Je suis salvadorienne et titulaire d'une licence en droit à l'Université centraméricaine José Simeón Cañas au Salvador. Actuellement, je poursuis un master en études hispaniques à l'université Western. Tout au long de ma carrière universitaire et professionnelle, j'ai toujours travaillé au nom des victimes de crimes dans le domaine du droit pénal et des crimes d'atrocité en masse dans lesquels les victimes ont souffert de violations des droits humains. Dans le cadre de mes études de master, mon travail de recherche porte sur la manière dont les personnes survivantes ou les victimes de la guerre civile au Salvador abordent la question de la justice réparatrice dans un contexte d'après-guerre.

Il est bien connu que pendant le conflit armé au Salvador (1980-1992), les forces armées et le FMLN ont commis de graves violations des droits humains. Les cas les plus connus sont le massacre d'El Mozote en 1981 et l'assassinat des prêtres jésuites en 1989, mais les auteurs de ces crimes n'ont jamais été poursuivis (Moreno, 2017). Au contraire, en 1993, l’Assemblée législative du Salvador a adopté une loi d'amnistie qui a introduit des politiques  du "pardon", du silence et de l’oubli des réparations pour les victimes, ce qui a interdit le processus de justice réparatrice (Castillo, 2018).

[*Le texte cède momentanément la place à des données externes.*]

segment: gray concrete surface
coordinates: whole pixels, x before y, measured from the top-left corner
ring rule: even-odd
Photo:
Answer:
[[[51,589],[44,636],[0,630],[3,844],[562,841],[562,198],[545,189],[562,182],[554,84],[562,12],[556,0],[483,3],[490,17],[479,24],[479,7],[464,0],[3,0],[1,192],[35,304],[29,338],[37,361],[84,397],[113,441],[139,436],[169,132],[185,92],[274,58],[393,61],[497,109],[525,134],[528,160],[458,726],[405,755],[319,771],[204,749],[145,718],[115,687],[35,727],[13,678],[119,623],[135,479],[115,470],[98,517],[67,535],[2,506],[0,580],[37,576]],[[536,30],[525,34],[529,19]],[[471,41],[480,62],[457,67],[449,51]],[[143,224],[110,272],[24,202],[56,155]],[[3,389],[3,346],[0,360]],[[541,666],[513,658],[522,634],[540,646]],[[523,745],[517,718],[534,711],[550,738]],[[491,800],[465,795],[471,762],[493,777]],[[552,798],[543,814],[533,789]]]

C'est dans ce contexte de "justice réparatrice inefficace" qu'est née la conception de ma recherche, axée sur le concept de justice du point de vue des personnes survivantes dans le cadre du projet Mémoire Survivante. Ce projet utilise des méthodologies décoloniales et participatives dans le but de mener des initiatives de recherche dirigées par la communauté à propos des histoires orales concernant un travail de mémoire historique dans les rubriques de la justice, de l'art, de la musique et du théâtre, de l'éducation intergénérationnelle, de la documentation et des témoignages, de la santé mentale, de la guérison, de la commémoration, de la réparation environnementale et de la reconstruction de l'économie locale.

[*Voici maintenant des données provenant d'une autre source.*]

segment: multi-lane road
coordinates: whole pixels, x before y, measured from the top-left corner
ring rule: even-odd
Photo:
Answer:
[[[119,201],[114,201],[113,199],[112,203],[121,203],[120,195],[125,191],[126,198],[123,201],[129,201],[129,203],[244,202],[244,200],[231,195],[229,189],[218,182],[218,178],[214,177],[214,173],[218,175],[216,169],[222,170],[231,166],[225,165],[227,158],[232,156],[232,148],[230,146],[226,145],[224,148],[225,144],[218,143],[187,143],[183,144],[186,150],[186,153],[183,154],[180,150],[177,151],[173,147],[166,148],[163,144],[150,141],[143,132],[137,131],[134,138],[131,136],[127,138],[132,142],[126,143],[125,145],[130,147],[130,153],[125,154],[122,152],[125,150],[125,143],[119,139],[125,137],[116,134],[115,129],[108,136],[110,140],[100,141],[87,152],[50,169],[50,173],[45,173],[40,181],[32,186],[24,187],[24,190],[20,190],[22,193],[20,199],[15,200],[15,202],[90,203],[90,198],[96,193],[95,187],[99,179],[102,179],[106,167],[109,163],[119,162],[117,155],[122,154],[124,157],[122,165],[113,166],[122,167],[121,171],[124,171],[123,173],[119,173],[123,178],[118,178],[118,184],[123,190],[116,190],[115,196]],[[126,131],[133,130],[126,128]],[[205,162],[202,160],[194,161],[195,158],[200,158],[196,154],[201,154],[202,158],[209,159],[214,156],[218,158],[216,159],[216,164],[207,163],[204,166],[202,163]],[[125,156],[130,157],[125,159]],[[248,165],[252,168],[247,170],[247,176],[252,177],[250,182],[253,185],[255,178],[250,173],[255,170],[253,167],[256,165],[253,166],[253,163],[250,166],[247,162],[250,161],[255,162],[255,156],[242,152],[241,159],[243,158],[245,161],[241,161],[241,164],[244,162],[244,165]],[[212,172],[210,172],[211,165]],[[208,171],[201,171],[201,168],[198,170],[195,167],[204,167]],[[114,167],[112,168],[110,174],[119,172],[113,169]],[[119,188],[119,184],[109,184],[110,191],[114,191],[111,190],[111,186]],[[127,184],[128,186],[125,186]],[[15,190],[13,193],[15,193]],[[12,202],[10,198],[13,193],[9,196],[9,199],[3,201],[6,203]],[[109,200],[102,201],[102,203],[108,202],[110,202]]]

Bien que le concept de justice soit pris en compte dans le plan du projet, la question de la justice réparatrice n'a pas encore fait l'objet d'une attention particulière. Mon intention est de faire le premier pas, en concevant une approche du travail de mémoire historique dans le cadre de la justice réparatrice. Pour cela, j'interrogerai les principales personnes dirigeantes de la communauté des survivant·es, et de même j’organiserai des ateliers de consultation   avec les actrices et acteurs de la communauté (y compris les membres du comité des jeunes et du comité des femmes de Mémoire Survivante). 

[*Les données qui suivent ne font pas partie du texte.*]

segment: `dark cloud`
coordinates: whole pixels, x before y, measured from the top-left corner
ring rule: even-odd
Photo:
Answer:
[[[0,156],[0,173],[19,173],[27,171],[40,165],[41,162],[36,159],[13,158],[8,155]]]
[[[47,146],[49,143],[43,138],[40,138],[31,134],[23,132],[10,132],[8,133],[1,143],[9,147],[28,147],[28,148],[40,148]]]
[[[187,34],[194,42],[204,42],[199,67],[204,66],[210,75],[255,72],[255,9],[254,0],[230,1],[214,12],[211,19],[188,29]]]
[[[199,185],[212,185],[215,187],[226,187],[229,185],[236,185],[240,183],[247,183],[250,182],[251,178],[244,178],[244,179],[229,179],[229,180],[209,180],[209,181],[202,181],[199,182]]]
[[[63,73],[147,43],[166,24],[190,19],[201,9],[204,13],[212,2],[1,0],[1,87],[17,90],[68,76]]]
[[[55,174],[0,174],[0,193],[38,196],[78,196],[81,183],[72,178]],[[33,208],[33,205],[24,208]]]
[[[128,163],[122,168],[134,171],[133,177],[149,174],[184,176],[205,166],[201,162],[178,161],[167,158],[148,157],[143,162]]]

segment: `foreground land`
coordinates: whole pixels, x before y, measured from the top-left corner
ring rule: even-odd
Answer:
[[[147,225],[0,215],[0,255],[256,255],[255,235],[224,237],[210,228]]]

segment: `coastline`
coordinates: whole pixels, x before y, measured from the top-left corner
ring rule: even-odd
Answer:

Dans ce sens, j'inviterai les participant·es à réfléchir à leur compréhension de la justice réparatrice et à la manière dont ils ont abordé le processus de  réconciliation, le préjudice et la réparation après le conflit armé au Salvador. En outre, j’aimerais mettre l’accent sur ce que la communauté des persones survivantes considèrent des priorités pour reussir à ressentir un sentiment de réparation.

De même, je considère aussi les approches de recherche fondées sur l'art pour étudier, notamment, le processus de justice réparatrice à travers le "théâtre de l'opprimé", car celui-ci permet de comprendre la justice réparatrice comme une façon d'expression différente pour affronter le passé et réimaginer l'avenir (Johnstone, Van Ness, 2007). De là, je ferai une analyse de cas sur la façon dont les performances artistiques, dramatiques et créatives –qui sont des manifestations de guérison issues du projet Mémoire Survivante– ont eu un effet réparateur sur la communauté survivante de la guerre.

J'espère que les résultats de ma recherche (y compris la consultation et l'analyse de la performance du projet) collaborent à produire des directrices pour des études futures menés par d'autres chercheur·euses du projet. Ceci pourrait être utile en particulier pour aborder les questions de justice réparatrice dans des futurs ateliers et dans les discussions avec la communauté plus large des personnes survivantes.